3. Men Are Nasty, Scary!

221 27 4
                                    

Kata-katanya semalam membuatku otakku memaksa untuk mencari tahu apa maksudnya, walaupun ia bersuara nyaris tak terdengar, tetapi aku bisa mendengarnya---seperti hewan Tarsius--- yang tajam pendengarannya. Dan satu hal yang tidak banyak orang mengetahuinya; aku fasih dalam berbahasa Inggris. Keluargaku tidak tahu, termasuk Siwon adik kecilku, hanya Younghee saja yang tahu. Wanita itu seperti saudara kandungku sendiri, ah aku merindukannya.

"Jiyoung-noona! Apa kau tidak lapar?"

Adikku, Siwon membuat lamunanku tentang kalimat itu tersadar. Aku segera merapihkan kamarku karena aku sangat yakin, lelaki ini dalam hitungan ketiga akan membuka pintunya. "Noona! Kau mendengarku tidak?" Benar saja, bahkan aku belum menghitung sampai tiga tadi.

"Bagaimana bisa aku tidak mendengarmu, padahal kau sendiri berteriak tadi?"

"Kaukan--"

"Mau mengatakan apa, heh?"

"Ah, tidak, tidak. Kau tidak lapar?"

"Tidak."

"Aku lapar."

Aku menatapnya jengah, urusan melamunkan terhenti karena rengekkan anak 17 tahun. "Lalu?"

"Buatkan aku makanan."

"Memangnya ibu pergi kemana?"

Siwon mengangkat bahunya. "Entahlah, yang jelas ibu hanya menitipkan surat kecil di atas kulkas. Hm noona, bagaimana kalau kita makan ramyeon di Daegu?"

"Wae? Jauh sekali? Kau hanya ingin memakan ramyeon kenapa harus di Daegu? Memangnya disini tidak ada ramyeon dengan jumlah yang banyak untukmu?" Aku melenggang melewatinya bergegas menuju dapur lalu membuka lemari persediaan makanan disana.

Aku berkaca pinggang sembari menunggu Siwon menghampiriku. "Lihat masih tersisa sepuluh untukmu! Makan saja di rumah!"

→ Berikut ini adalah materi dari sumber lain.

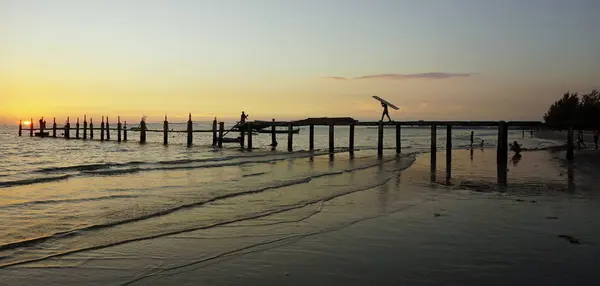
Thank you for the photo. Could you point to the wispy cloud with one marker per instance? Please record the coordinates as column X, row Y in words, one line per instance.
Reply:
column 396, row 76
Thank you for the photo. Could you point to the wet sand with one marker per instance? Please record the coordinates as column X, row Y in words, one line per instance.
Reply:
column 410, row 231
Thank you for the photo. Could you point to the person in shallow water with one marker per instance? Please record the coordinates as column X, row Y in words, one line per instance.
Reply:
column 385, row 112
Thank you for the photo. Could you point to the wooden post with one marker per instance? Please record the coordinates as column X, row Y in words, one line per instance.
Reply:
column 102, row 129
column 273, row 135
column 189, row 130
column 433, row 145
column 119, row 129
column 77, row 128
column 351, row 140
column 54, row 128
column 91, row 128
column 380, row 139
column 448, row 148
column 107, row 130
column 84, row 127
column 290, row 137
column 142, row 132
column 125, row 131
column 249, row 136
column 311, row 137
column 398, row 139
column 331, row 139
column 221, row 131
column 166, row 131
column 570, row 145
column 68, row 129
column 502, row 152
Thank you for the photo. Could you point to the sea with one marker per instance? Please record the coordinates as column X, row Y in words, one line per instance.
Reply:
column 87, row 201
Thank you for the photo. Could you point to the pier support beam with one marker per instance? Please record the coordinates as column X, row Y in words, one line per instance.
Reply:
column 433, row 145
column 215, row 139
column 351, row 140
column 102, row 129
column 119, row 129
column 398, row 139
column 311, row 137
column 165, row 131
column 84, row 127
column 54, row 128
column 380, row 139
column 570, row 145
column 290, row 137
column 190, row 130
column 331, row 138
column 502, row 152
column 249, row 136
column 221, row 131
column 142, row 132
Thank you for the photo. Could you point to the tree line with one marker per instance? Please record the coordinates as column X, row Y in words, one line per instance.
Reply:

"Ya, noona. Aku hanya ingin--"

"Berkencan dengan pacarmu di Daegu? Kau harus menghampirinya karena sudah berjanji pada gadis bermarga Jung tersebut?"

"Eh? Bagaimana--"

"Sudahlah, makan saja sana, bocah!"

"Ya! Noona, aku bukan bocah!"

"Apa katamu sajalah."

Aku membanting pintu kamar, bersamaan dengan ponselku yang berdering hebat. Setelah menetralkan desiran ketakutan yang mendera selama beberapa detik, aku mengangkatnya. Dan suara itu lagi, aku membencinya. "Ada apa?"

Pria ini sempat terdiam sejenak lalu kembali bersuara setelah aku meneriakinya kuat-kuat. "Bagaimana kabarmu, aku-aku mengkhawatirkanmu selama berbulan-bulan saat kau tidak ada kabar."

"Yang pasti, kabarku jauh lebih baik setelah kau meninggalkanku." Aku berbicara cepat.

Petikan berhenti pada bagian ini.